Note that the hyperbola will have either $x$ - or $y$ -intercepts but never both.

The hyperbola with its center at $\left(0,0\right)$ , foci $\left(0,c\right)$ and $\left(0,-c\right)$ , then the equation is $\frac{{y}^{2}}{{a}^{2}}-\frac{{x}^{2}}{{b}^{2}}=1$ with ${b}^{2}={c}^{2}-{a}^{2}$

The equations of the asymptotes are $y=\frac{a}{b}x$ and $y=-\frac{a}{b}x$ .

**
Example 1:
**

Find an equation of the hyperbola having foci $\left(3,0\right)$ and $\left(-3,0\right)$ and the distance between the vertices equal to $4$ if its center is at the origin.

The distance from each focus to the center is $3$ , so $c=3$ .

The distance between the vertices is $2a$ . So, $2a=4$ and $a=2$ .

${b}^{2}={c}^{2}-{a}^{2}$ , so ${b}^{2}={3}^{2}-{2}^{2}=9-4=5$

Since the foci are on the $x$ -axis, the equation is $\frac{{x}^{2}}{4}-\frac{{y}^{2}}{5}=1$ .

**
Example 2:
**

For the above example, find the equations of its asymptotes and graph the hyperbola.

The equations of the asymptotes are $y=\frac{\sqrt{5}}{2}x$ and $y=-\frac{\sqrt{5}}{2}x$ .

The $x$ -intercepts are $\left(2,0\right)$ and $\left(-2,0\right)$ . There are no $y$ -intercepts.

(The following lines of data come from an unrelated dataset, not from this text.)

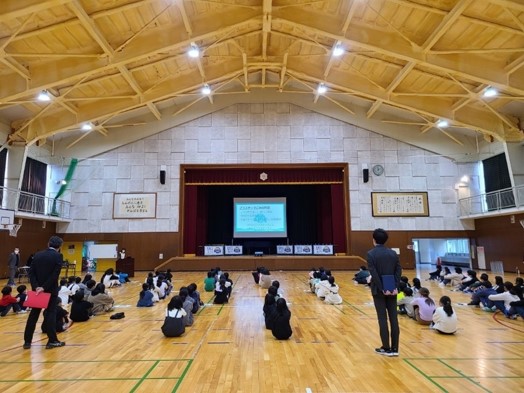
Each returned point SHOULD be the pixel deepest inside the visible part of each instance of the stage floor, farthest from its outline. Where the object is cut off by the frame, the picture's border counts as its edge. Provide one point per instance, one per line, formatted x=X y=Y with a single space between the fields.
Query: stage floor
x=272 y=262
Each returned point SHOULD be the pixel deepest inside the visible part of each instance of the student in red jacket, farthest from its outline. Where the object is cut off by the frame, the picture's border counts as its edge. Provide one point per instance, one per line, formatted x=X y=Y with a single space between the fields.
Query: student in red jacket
x=8 y=302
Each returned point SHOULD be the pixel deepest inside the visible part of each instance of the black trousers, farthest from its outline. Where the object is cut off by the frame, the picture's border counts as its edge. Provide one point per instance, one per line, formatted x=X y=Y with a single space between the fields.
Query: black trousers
x=386 y=306
x=49 y=321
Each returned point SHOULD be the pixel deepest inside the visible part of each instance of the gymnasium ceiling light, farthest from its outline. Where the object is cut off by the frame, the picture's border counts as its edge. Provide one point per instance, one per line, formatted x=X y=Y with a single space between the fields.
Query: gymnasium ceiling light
x=43 y=96
x=490 y=92
x=206 y=90
x=338 y=50
x=443 y=123
x=193 y=51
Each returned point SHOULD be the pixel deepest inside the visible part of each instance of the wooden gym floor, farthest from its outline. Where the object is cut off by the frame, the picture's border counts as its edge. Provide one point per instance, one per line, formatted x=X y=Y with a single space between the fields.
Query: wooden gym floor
x=229 y=350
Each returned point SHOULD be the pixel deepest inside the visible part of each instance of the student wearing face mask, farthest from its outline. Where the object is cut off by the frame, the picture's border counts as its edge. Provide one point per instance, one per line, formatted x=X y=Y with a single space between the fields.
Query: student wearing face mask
x=13 y=263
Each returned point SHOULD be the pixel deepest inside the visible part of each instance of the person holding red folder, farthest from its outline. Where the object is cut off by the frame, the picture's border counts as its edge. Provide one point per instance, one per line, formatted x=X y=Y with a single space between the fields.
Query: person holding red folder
x=385 y=269
x=43 y=275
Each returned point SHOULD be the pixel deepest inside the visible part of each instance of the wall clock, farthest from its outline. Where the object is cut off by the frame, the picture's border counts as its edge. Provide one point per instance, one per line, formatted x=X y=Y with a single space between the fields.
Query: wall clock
x=378 y=170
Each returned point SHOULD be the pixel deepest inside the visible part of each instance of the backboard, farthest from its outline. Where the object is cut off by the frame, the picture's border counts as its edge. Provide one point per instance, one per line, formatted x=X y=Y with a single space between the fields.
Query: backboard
x=7 y=218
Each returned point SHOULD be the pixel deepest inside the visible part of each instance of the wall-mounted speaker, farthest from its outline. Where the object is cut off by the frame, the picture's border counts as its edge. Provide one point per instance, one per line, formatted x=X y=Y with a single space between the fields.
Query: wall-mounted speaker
x=162 y=174
x=365 y=175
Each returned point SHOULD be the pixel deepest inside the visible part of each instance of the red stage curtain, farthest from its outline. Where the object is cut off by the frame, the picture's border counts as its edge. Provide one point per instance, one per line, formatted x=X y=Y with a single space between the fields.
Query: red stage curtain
x=202 y=208
x=324 y=218
x=274 y=175
x=190 y=219
x=338 y=214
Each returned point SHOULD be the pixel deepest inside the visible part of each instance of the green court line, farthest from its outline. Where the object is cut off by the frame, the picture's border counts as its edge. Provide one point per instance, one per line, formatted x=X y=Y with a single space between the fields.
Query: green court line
x=476 y=358
x=355 y=307
x=425 y=376
x=465 y=376
x=97 y=361
x=144 y=377
x=67 y=380
x=189 y=363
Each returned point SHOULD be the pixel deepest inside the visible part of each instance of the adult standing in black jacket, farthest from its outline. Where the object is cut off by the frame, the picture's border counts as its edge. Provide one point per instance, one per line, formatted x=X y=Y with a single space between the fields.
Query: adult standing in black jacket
x=44 y=274
x=384 y=261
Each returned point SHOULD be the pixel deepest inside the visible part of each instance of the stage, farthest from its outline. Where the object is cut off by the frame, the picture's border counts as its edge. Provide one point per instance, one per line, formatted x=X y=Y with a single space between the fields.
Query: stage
x=272 y=262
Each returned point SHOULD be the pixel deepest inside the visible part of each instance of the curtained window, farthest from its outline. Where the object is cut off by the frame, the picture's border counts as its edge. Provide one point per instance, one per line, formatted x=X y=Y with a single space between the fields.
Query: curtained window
x=496 y=178
x=33 y=182
x=3 y=167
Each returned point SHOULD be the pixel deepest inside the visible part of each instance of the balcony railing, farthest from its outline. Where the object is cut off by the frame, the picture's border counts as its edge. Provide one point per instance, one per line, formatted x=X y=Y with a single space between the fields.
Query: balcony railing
x=493 y=202
x=26 y=202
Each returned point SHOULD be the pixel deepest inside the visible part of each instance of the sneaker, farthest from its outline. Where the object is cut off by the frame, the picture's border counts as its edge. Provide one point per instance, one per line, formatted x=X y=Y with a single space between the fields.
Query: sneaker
x=54 y=344
x=382 y=351
x=393 y=352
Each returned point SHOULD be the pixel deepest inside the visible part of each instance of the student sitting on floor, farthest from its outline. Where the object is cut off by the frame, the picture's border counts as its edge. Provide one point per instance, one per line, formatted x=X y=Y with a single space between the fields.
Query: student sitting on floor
x=270 y=307
x=62 y=321
x=195 y=295
x=221 y=293
x=8 y=302
x=281 y=328
x=416 y=286
x=276 y=284
x=110 y=279
x=423 y=307
x=404 y=304
x=90 y=285
x=362 y=276
x=444 y=318
x=502 y=301
x=209 y=282
x=265 y=278
x=102 y=302
x=188 y=304
x=174 y=322
x=322 y=287
x=332 y=296
x=161 y=287
x=80 y=308
x=145 y=297
x=64 y=292
x=453 y=279
x=435 y=275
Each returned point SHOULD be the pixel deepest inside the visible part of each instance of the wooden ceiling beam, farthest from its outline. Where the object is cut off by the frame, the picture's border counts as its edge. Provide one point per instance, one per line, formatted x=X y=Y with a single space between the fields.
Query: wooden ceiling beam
x=12 y=9
x=266 y=25
x=90 y=27
x=63 y=72
x=433 y=107
x=61 y=121
x=513 y=4
x=351 y=12
x=474 y=68
x=445 y=24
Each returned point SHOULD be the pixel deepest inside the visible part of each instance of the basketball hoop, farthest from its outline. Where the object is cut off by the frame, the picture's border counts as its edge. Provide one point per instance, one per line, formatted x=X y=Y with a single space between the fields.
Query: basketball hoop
x=13 y=230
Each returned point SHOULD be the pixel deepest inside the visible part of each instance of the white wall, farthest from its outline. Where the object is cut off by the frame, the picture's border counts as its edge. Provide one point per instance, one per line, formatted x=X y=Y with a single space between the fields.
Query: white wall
x=264 y=133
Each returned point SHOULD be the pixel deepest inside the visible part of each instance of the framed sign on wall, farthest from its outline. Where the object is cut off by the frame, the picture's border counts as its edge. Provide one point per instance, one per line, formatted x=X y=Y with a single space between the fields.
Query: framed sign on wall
x=400 y=204
x=134 y=205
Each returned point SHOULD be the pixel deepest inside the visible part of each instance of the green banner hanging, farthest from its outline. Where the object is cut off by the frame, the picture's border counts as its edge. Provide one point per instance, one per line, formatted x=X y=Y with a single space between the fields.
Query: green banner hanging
x=63 y=187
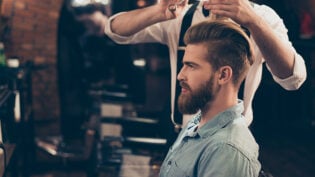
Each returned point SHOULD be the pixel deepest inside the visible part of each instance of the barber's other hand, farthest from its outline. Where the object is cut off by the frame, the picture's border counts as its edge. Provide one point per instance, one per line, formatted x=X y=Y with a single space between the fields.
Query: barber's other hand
x=240 y=11
x=167 y=6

The graph of a hyperbola can be translated so that its center is at the point $\left(h,k\right)$ . This means that the graph has been translated $h$ units on the horizontal axis and $k$ units on the vertical axis.

*
Horizontal Major Axis Vertical Major Axis
*

$\frac{{\left(x-h\right)}^{2}}{{a}^{2}}-\frac{{\left(y-k\right)}^{2}}{{b}^{2}}=1$ $\frac{{\left(y-k\right)}^{2}}{{a}^{2}}-\frac{{\left(x-h\right)}^{2}}{{b}^{2}}=1$

Foci at $\left(h-c,k\right)$ and $\left(h+c,k\right)$ Foci at $\left(h,k-c\right)$ and $\left(h,k+c\right)$

**
Example 3:
**

Find an equation of the hyperbola with foci $\left(-3,-2\right)$ and $\left(-3,8\right)$ and the distance between the vertices $8$ .

The distance between the vertices, $2a$ , is $8$ . So, $2a=8$ and $a=4$ .

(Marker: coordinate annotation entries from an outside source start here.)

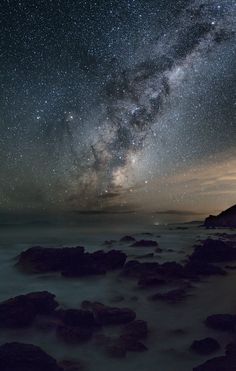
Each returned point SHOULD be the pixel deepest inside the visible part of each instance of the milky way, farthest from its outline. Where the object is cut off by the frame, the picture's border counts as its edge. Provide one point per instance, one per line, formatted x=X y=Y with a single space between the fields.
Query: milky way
x=99 y=100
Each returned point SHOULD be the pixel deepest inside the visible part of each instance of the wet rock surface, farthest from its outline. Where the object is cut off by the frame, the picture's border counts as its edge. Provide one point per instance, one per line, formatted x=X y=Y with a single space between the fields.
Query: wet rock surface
x=23 y=309
x=222 y=363
x=26 y=357
x=145 y=243
x=223 y=322
x=71 y=262
x=205 y=346
x=225 y=219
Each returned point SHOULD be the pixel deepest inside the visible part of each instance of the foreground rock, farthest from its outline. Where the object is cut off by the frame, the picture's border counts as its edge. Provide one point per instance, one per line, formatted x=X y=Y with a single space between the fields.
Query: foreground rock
x=223 y=322
x=153 y=273
x=205 y=346
x=105 y=315
x=214 y=251
x=172 y=296
x=145 y=243
x=127 y=239
x=22 y=310
x=70 y=261
x=129 y=340
x=25 y=357
x=225 y=219
x=223 y=363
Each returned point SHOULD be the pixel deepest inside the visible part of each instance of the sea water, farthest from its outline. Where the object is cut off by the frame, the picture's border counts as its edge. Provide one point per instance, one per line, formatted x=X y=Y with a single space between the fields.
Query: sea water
x=168 y=347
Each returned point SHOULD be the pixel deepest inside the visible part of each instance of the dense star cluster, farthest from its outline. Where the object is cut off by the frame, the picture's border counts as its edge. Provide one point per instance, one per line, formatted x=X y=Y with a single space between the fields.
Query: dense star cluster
x=103 y=102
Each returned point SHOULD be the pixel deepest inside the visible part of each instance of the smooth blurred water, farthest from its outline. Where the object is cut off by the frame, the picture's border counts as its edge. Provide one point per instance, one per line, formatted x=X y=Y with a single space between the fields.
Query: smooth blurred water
x=168 y=351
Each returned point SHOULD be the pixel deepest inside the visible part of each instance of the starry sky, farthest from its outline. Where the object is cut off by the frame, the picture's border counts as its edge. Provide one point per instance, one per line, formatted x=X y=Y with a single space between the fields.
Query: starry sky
x=117 y=105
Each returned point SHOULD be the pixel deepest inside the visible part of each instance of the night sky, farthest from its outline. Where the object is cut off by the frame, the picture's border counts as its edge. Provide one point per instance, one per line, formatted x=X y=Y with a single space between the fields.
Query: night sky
x=117 y=105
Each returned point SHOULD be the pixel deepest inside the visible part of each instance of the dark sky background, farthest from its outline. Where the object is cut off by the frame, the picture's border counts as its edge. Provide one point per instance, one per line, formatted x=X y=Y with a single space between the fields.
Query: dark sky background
x=117 y=105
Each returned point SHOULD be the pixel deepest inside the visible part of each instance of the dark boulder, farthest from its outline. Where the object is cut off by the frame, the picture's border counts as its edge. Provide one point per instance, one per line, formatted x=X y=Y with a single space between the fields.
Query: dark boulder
x=217 y=364
x=137 y=329
x=25 y=357
x=131 y=344
x=40 y=259
x=171 y=296
x=105 y=315
x=22 y=310
x=225 y=219
x=214 y=251
x=205 y=346
x=74 y=334
x=149 y=281
x=145 y=243
x=76 y=317
x=71 y=262
x=198 y=267
x=127 y=239
x=223 y=322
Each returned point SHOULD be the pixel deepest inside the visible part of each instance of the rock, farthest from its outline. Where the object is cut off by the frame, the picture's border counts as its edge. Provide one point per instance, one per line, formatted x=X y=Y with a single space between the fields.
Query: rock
x=217 y=364
x=151 y=281
x=172 y=296
x=25 y=357
x=223 y=322
x=145 y=243
x=117 y=299
x=205 y=346
x=38 y=259
x=68 y=365
x=119 y=347
x=134 y=268
x=214 y=251
x=145 y=256
x=225 y=219
x=137 y=329
x=106 y=315
x=71 y=262
x=43 y=301
x=22 y=310
x=109 y=242
x=77 y=317
x=74 y=334
x=116 y=350
x=173 y=270
x=223 y=363
x=127 y=239
x=131 y=344
x=203 y=269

The center is halfway between the foci at $\left(-3,3\right)$ .

The distance from the center to each focus is $5$ so $c=5$ .

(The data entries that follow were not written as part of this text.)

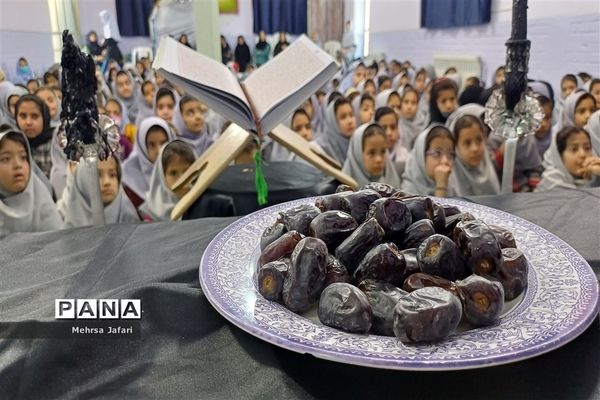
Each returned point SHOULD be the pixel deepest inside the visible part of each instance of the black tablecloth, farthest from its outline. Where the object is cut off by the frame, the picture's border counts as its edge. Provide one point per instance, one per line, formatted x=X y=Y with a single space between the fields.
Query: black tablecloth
x=188 y=350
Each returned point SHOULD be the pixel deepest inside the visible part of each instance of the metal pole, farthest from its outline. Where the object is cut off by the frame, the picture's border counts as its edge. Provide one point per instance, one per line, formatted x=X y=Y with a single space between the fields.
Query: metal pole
x=517 y=61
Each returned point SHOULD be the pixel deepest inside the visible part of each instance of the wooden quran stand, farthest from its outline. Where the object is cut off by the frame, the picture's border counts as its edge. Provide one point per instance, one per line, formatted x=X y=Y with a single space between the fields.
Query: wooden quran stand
x=229 y=145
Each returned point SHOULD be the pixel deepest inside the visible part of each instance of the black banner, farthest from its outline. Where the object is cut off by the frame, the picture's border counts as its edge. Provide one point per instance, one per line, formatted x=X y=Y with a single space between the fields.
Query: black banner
x=72 y=329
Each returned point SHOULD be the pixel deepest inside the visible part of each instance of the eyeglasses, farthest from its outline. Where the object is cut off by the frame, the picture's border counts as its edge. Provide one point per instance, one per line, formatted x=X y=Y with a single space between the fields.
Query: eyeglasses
x=437 y=154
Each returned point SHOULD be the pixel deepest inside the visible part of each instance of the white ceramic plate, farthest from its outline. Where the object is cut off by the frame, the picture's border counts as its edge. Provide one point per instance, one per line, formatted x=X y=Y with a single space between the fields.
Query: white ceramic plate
x=559 y=304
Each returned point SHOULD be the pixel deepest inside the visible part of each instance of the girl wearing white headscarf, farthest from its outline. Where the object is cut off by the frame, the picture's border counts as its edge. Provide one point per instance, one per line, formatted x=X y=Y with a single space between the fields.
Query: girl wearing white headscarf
x=13 y=91
x=368 y=159
x=389 y=98
x=339 y=127
x=468 y=179
x=5 y=87
x=388 y=120
x=137 y=169
x=125 y=89
x=593 y=128
x=429 y=164
x=145 y=105
x=569 y=162
x=26 y=204
x=577 y=109
x=93 y=185
x=173 y=160
x=364 y=108
x=410 y=121
x=299 y=122
x=191 y=125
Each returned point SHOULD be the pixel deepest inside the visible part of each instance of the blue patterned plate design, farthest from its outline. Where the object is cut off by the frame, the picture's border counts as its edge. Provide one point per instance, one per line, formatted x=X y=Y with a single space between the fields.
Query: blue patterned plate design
x=559 y=304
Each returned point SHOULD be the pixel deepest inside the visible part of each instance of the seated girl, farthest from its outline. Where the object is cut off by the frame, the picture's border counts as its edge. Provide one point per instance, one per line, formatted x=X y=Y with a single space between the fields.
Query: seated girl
x=411 y=123
x=577 y=109
x=430 y=163
x=368 y=159
x=47 y=95
x=26 y=204
x=299 y=123
x=10 y=100
x=33 y=119
x=117 y=111
x=137 y=169
x=389 y=98
x=173 y=160
x=443 y=100
x=82 y=191
x=164 y=104
x=569 y=163
x=473 y=173
x=189 y=120
x=593 y=128
x=388 y=120
x=543 y=135
x=364 y=109
x=339 y=127
x=367 y=87
x=125 y=89
x=146 y=101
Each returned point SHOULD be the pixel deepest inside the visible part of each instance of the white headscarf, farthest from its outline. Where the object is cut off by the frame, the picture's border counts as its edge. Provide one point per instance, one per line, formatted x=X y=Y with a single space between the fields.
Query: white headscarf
x=5 y=87
x=567 y=115
x=144 y=110
x=137 y=169
x=556 y=174
x=396 y=80
x=355 y=166
x=332 y=142
x=58 y=172
x=160 y=199
x=593 y=128
x=415 y=179
x=110 y=27
x=31 y=210
x=467 y=180
x=383 y=97
x=75 y=204
x=410 y=129
x=131 y=103
x=200 y=142
x=13 y=91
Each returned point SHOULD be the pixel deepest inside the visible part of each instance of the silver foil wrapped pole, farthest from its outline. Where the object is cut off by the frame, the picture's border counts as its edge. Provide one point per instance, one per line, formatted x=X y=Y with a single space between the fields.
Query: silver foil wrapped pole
x=81 y=128
x=510 y=112
x=85 y=136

${b}^{2}={c}^{2}-{a}^{2}={5}^{2}-{4}^{2}=25-16=9$

Therefore, the equation of the hyperbola is $\frac{{\left(y-3\right)}^{2}}{16}-\frac{{\left(x+3\right)}^{2}}{9}=1$

A hyperbola can also be defined as a conic section obtained by the intersection of a double cone with a plane that is intersects both pieces of the cone without intersecting the axis.